Sales activity in Ontario, Quebec, and Newfoundland & Labrador rose to new records in the first quarter, but the gains were moderated by a sharp drop in sales in British Columbia as consumers began to be priced out of the market.
“The erosion of housing affordability is crimping activity in some of Canada’s priciest markets in the lower mainland of British Columbia,” said CREA chief economist Gregory Klump.

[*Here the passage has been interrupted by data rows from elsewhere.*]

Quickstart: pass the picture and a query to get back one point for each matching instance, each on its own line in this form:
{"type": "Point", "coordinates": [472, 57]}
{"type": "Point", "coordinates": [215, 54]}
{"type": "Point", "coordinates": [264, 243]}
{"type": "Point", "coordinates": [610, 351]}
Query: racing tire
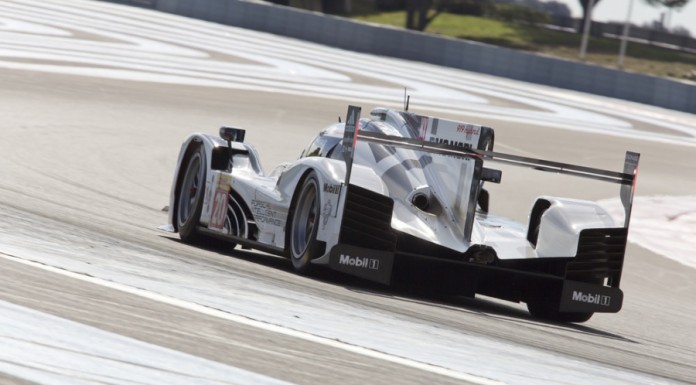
{"type": "Point", "coordinates": [549, 312]}
{"type": "Point", "coordinates": [189, 200]}
{"type": "Point", "coordinates": [304, 224]}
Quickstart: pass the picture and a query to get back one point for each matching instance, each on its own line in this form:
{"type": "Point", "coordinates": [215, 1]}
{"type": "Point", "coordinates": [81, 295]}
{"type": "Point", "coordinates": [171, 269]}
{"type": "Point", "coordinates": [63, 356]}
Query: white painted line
{"type": "Point", "coordinates": [50, 350]}
{"type": "Point", "coordinates": [257, 324]}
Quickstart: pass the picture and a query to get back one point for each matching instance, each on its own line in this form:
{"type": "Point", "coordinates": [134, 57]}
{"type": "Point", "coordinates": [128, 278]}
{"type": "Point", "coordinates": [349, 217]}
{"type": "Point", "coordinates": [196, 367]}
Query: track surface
{"type": "Point", "coordinates": [86, 166]}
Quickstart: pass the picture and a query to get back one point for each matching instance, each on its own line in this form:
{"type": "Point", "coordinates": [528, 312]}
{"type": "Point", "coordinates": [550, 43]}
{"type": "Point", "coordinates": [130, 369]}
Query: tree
{"type": "Point", "coordinates": [418, 14]}
{"type": "Point", "coordinates": [666, 3]}
{"type": "Point", "coordinates": [585, 4]}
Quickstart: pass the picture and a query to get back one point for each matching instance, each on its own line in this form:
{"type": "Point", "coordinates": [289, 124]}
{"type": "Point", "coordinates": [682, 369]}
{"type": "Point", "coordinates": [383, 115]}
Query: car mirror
{"type": "Point", "coordinates": [491, 175]}
{"type": "Point", "coordinates": [232, 134]}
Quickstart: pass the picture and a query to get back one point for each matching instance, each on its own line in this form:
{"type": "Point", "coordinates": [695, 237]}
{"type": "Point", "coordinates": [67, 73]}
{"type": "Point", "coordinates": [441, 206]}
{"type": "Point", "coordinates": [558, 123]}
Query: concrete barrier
{"type": "Point", "coordinates": [471, 56]}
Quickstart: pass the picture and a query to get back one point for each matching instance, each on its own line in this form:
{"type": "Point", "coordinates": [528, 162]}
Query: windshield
{"type": "Point", "coordinates": [409, 165]}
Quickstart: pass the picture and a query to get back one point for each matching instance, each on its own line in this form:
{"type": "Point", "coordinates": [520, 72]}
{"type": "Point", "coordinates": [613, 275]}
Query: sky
{"type": "Point", "coordinates": [617, 10]}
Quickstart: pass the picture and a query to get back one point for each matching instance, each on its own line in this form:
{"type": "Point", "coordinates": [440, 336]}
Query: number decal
{"type": "Point", "coordinates": [217, 220]}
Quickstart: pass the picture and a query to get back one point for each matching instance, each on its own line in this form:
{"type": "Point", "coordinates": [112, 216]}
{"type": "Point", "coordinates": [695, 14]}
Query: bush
{"type": "Point", "coordinates": [518, 14]}
{"type": "Point", "coordinates": [467, 7]}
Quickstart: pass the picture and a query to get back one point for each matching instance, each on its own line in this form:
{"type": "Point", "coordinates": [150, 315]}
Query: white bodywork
{"type": "Point", "coordinates": [401, 174]}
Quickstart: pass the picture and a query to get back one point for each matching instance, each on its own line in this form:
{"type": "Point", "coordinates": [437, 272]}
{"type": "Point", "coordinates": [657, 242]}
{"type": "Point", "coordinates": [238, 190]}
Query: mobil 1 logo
{"type": "Point", "coordinates": [375, 265]}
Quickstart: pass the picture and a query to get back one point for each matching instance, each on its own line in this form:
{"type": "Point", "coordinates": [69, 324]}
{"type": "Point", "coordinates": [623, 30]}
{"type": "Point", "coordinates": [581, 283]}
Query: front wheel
{"type": "Point", "coordinates": [304, 225]}
{"type": "Point", "coordinates": [190, 196]}
{"type": "Point", "coordinates": [549, 312]}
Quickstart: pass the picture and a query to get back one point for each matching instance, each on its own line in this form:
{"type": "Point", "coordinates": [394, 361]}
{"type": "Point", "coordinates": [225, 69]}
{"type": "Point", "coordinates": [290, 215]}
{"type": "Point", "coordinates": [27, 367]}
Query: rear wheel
{"type": "Point", "coordinates": [190, 196]}
{"type": "Point", "coordinates": [549, 312]}
{"type": "Point", "coordinates": [304, 225]}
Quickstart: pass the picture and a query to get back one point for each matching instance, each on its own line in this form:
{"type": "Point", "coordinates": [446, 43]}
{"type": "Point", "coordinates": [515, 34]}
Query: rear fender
{"type": "Point", "coordinates": [561, 223]}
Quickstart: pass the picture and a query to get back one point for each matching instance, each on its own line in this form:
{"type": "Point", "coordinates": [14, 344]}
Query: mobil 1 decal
{"type": "Point", "coordinates": [375, 265]}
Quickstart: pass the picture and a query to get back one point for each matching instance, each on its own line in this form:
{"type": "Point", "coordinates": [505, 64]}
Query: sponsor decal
{"type": "Point", "coordinates": [326, 213]}
{"type": "Point", "coordinates": [219, 210]}
{"type": "Point", "coordinates": [332, 188]}
{"type": "Point", "coordinates": [595, 299]}
{"type": "Point", "coordinates": [362, 262]}
{"type": "Point", "coordinates": [435, 139]}
{"type": "Point", "coordinates": [264, 213]}
{"type": "Point", "coordinates": [469, 130]}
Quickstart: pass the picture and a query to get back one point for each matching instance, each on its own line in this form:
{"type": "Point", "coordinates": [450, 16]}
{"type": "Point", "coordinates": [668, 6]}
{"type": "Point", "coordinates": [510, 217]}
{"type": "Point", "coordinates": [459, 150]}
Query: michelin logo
{"type": "Point", "coordinates": [596, 299]}
{"type": "Point", "coordinates": [365, 263]}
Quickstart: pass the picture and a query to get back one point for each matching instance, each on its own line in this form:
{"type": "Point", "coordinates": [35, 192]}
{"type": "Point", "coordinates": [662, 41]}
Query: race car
{"type": "Point", "coordinates": [400, 198]}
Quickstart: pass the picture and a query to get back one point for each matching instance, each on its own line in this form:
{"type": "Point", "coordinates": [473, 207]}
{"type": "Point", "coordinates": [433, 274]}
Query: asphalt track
{"type": "Point", "coordinates": [85, 172]}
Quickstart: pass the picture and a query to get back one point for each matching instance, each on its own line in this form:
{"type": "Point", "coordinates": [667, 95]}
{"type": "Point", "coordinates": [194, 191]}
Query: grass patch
{"type": "Point", "coordinates": [601, 51]}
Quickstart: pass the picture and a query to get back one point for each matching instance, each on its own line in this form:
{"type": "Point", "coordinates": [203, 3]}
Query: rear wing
{"type": "Point", "coordinates": [627, 178]}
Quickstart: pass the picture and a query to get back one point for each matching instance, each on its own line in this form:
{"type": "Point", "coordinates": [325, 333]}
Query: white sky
{"type": "Point", "coordinates": [617, 10]}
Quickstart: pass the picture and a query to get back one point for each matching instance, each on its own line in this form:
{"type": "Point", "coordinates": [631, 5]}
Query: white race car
{"type": "Point", "coordinates": [399, 198]}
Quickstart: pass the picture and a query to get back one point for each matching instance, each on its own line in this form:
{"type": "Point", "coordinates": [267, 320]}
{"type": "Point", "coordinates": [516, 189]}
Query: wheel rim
{"type": "Point", "coordinates": [190, 189]}
{"type": "Point", "coordinates": [304, 220]}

“Higher mortgage interest rates and the rise in new listings may also soon reduce some of the urgency to purchase in Toronto. Sales activity in British Columbia and Ontario is expected to ease over the second half of 2010 once the HST comes into effect, pulling national activity lower. Rising supply and lower activity will take the steam out of the pricing environment following upbeat home sales this spring.”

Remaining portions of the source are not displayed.